Ces problèmes ont conduit les physiciens à développer des théories alternatives à l’hypothèse quantique standard. Appelées « modèles d’effondrement quantique », elles suggèrent qu’un processus physique déclenche l’effondrement de la fonction d’onde de sorte que plus le système est grand, plus l’effondrement est rapide. Il a été avancé que ces processus pourraient se manifester sous la forme de rayonnement spontané. « Cela signifie que des expériences pourraient un jour prouver que ces modèles sont corrects », suggère Curceanu. Dans le cadre de leur nouvelle étude, publiée dans Physical Review Letters, Curceanu et ses collègues proposent un nouveau protocole expérimental qui pourrait étayer certaines de ces théories alternatives.

rayon X quantique
Le dispositif expérimental utilisé pour étudier les fondements de la mécanique quantique et les théories alternatives au laboratoire souterrain LNGS-INFN du Gran Sasso. © Catalina Curceanu

Un taux de rayonnement dépendant de l’espèce atomique

Deux principaux groupes de modèles d’effondrement quantique ont été proposés. Appelés modèles de localisation spontanée continue (CSL), les premiers impliquent un processus intrinsèque ou aléatoire lié ou non à la gravité, ainsi qu’à un autre mécanisme physique. Comme son nom l’indique, ce processus se produirait de manière spontanée et continue pour conduire à la perte des propriétés quantiques d’un système. Les seconds impliquent la gravité de manière plus directe.

Curceanu et ses collègues, ainsi que d’autres équipes externes à l’étude, ont passé plusieurs années à déterminer si des rayonnements gamma spontanés à haute énergie pouvaient induire un effondrement de la fonction d’onde (selon les modèles CSL). Cependant, aucun effondrement induit par ce type de processus n’a jusqu’à présent été mis au jour. Néanmoins, cela a permis d’améliorer ou d’exclure diverses versions des modèles, en particulier celles plus simples liées à la gravité. Les précédents travaux ont également permis d’affiner les paramètres des modèles CSL.

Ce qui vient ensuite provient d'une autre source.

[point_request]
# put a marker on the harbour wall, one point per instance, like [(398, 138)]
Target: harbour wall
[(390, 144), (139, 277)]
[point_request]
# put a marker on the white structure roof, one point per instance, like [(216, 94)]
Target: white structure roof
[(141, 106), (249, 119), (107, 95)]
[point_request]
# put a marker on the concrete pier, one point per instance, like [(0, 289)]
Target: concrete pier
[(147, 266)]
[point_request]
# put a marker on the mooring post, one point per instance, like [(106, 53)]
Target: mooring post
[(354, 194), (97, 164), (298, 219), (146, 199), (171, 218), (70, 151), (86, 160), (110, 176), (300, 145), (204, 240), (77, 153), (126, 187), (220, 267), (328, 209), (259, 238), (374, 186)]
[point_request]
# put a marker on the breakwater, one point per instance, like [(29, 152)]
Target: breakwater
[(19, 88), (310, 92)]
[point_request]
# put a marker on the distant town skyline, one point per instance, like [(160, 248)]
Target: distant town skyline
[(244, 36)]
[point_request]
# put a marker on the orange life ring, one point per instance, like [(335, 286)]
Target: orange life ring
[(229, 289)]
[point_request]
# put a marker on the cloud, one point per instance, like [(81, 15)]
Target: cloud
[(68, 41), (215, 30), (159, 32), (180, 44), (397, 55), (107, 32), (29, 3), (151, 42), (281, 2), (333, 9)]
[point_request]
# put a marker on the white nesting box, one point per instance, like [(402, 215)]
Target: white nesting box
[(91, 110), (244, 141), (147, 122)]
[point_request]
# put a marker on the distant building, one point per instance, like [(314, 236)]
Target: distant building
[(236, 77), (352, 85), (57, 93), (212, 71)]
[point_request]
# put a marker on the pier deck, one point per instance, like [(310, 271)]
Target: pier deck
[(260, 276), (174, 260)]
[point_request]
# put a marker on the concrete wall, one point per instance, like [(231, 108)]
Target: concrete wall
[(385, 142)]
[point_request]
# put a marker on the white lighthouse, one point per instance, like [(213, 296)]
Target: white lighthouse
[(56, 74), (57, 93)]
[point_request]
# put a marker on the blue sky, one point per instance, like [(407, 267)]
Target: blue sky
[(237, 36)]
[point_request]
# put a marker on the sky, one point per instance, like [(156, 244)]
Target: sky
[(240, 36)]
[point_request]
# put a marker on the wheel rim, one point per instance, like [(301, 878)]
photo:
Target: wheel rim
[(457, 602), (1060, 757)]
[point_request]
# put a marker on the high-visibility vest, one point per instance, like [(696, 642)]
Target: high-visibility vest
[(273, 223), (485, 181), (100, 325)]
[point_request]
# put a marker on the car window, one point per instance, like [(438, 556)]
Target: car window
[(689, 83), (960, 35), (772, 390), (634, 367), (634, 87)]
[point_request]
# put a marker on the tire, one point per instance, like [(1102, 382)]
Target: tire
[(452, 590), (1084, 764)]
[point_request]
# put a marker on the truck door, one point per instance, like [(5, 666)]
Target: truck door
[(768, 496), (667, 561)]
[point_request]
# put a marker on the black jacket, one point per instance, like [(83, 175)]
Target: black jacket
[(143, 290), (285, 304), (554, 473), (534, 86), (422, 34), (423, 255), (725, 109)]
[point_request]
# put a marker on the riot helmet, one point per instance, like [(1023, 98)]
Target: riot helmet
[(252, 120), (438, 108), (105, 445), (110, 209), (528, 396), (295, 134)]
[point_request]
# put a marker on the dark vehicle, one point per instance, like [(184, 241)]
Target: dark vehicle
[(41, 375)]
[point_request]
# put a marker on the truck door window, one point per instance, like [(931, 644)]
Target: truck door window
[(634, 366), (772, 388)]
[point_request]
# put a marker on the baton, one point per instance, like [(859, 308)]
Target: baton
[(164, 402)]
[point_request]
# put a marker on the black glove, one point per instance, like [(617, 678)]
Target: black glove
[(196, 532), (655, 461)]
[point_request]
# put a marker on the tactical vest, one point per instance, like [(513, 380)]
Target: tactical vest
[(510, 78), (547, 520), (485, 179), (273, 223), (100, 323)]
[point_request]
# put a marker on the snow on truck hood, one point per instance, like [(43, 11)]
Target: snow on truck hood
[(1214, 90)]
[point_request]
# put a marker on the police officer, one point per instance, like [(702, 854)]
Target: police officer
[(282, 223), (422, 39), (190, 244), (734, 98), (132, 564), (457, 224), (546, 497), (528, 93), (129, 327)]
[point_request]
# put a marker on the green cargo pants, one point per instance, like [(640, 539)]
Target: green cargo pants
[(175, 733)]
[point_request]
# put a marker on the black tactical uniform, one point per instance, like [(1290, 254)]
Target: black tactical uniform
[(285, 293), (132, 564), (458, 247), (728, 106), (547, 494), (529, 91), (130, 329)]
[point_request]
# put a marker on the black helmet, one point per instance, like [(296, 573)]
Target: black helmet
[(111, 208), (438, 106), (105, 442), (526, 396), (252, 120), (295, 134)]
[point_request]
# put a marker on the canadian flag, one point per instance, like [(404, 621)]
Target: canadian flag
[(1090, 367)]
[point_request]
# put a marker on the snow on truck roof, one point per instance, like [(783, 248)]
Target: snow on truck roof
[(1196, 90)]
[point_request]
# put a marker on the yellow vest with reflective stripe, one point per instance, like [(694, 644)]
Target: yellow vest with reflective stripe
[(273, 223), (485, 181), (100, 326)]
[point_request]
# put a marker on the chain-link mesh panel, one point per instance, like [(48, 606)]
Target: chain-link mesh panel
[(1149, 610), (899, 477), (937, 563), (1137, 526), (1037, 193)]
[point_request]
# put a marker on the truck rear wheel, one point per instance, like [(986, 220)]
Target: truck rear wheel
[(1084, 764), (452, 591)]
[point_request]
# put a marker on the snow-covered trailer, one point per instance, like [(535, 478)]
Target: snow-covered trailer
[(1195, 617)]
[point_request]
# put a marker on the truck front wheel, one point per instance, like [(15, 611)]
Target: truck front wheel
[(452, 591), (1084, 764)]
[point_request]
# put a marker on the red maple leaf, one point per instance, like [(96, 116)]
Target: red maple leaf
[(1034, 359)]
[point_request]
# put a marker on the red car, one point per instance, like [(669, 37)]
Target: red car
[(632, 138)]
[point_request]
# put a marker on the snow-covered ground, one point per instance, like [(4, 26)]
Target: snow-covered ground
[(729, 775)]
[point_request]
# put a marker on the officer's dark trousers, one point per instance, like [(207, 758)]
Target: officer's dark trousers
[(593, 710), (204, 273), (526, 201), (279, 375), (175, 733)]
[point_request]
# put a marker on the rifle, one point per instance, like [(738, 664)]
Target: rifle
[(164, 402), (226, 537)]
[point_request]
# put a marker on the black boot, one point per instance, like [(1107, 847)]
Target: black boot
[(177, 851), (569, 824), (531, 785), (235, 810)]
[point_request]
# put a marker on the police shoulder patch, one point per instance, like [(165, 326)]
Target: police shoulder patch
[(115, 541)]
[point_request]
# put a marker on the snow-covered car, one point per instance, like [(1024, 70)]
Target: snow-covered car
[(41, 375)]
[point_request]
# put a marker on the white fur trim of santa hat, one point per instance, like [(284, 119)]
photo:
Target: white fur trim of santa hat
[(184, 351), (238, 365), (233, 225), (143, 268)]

Dans le cadre de ses derniers travaux, l’équipe de Curceanu a évalué les caractéristiques du rayonnement électromagnétique spontané qui devrait être émis par les systèmes atomiques à des énergies plus basses, notamment dans le domaine des rayons X. Résultats : de grandes différences ont été constatées par rapport aux prévisions des modèles d’effondrement plus simples. En effet, « de manière assez surprenante, dans ce régime de basse énergie, le taux de rayonnement spontané s’est avéré fortement dépendant de l’espèce atomique étudiée », explique l’auteur principal de l’étude, Kristian Piscicchia, du Centre de recherche Enrico Fermi à Rome. D’autre part, les caractéristiques du rayonnement émis dépendaient également du modèle d’effondrement étudié.

À terme, cette technique pourrait être appliquée aux systèmes atomiques, permettant ainsi potentiellement de déterminer les mécanismes exacts derrière l’effondrement de la fonction d’onde. L’équipe prévoit d’ailleurs d’affiner son protocole expérimental et d’explorer plus avant la relation entre le rayonnement spontané et la structure atomique en utilisant plusieurs cibles. « Cela nous permettrait de mieux contraindre les modèles d’effondrement et, si un signal est trouvé, d’en déterminer la cause, ce qui, bien sûr, aurait d’énormes implications pour la science », conclut Curceanu.